Name:
Location: Seattle, Washington, United States

What you have here is an old guy. In education for 30 years, started teaching elementary, ended as library and media director of community college. I've enjoyed mountain climbing, sports car rallying, was pipe major of a bagpipe band, played guitar and sang during the folk revival, walking and hiking later in life. Now fairly sedentary. Enjoy reading, esp. mysteries and fantasy, but my reading is pretty eclectic. Enjoy movies, giving Netflix a workout.

Friday, June 30, 2006

Wildlife Report

A news story in the paper the other day was good news for a change. It reported that two whooping crane chicks had hatched and were being raised by their parents. There was a time when there were only 20 whooping cranes left. This species is one of the two species of cranes in North America. Today there are two flocks, one containing about 200 birds and the other about 60. The other crane species in N.A is, of course, the sandhill crane, of which there are thousands.
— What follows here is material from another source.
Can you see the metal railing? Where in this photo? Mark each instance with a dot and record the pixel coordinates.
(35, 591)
We have seen these magnificent birds at the Bosque del Apache Wildlife Refuge in New Mexico, where they gather in the late autumn. Anyway, the continuing recovery of the whooping crane is great news. We’ve seen a pair at the International Crane Foundation near Baraboo, Wisconsin but have yet to see this sspecies in the wild..

While I’m talking about wildlife I might as well tell you about the racoons and possum that seem to use our back yard for a highway late at night. My wife usually goes out to soak in an outdoor hot tub after the 11 p.m. news. She came in the other night and said, “Come and see this.” A mother racoon and four or five babies (kits?) were climbing over the back fence. The babies were none too steady and have yet to master walking along the thin boards that make up the fence. And they weren’t anxious to get down on the other side. They would hesitate, then almost fall, catching themselves by their front paws and hauling themselves back up to the top. We watched the show for about five minutes until the kits finally garnered the courage to get down into the neighbor’s back yard. The possum, dumb as they come (only Pogo had any sense), didn’t even scare as he almost ambled across Anna’s foot. I have no idea what these creatures are seeking. Food, obviously, but from what source. Maybe cat food for the neighbor’s cat that is left out. We’ve looked to see if they’ve been taking strawberries or blueberries off of our bushes but it doesn’t appear to be so. So that’s the report from the Denton Wildlife Refuge until something equally exciting occurs.

2 Comments:

Blogger Bill said...

It's always nice to hear good news about the whooping cranes.

One very early morning years ago I was going fishing in a farm pond well away from anything resembling a town. The sun was just coming up, and it was a foggy day. When I parked the truck near the pond and got out, a couple of sandhill cranes rose up from somewhere and took off. For just a second there I thought I was in Jurassic Park.

6:49 AM  
Blogger Randy Reichardt said...

Because the largest naturally occurring flock of whooping cranes lives in northern Alberta during the summer, most of us here take a serious interest in the status of these amazing birds.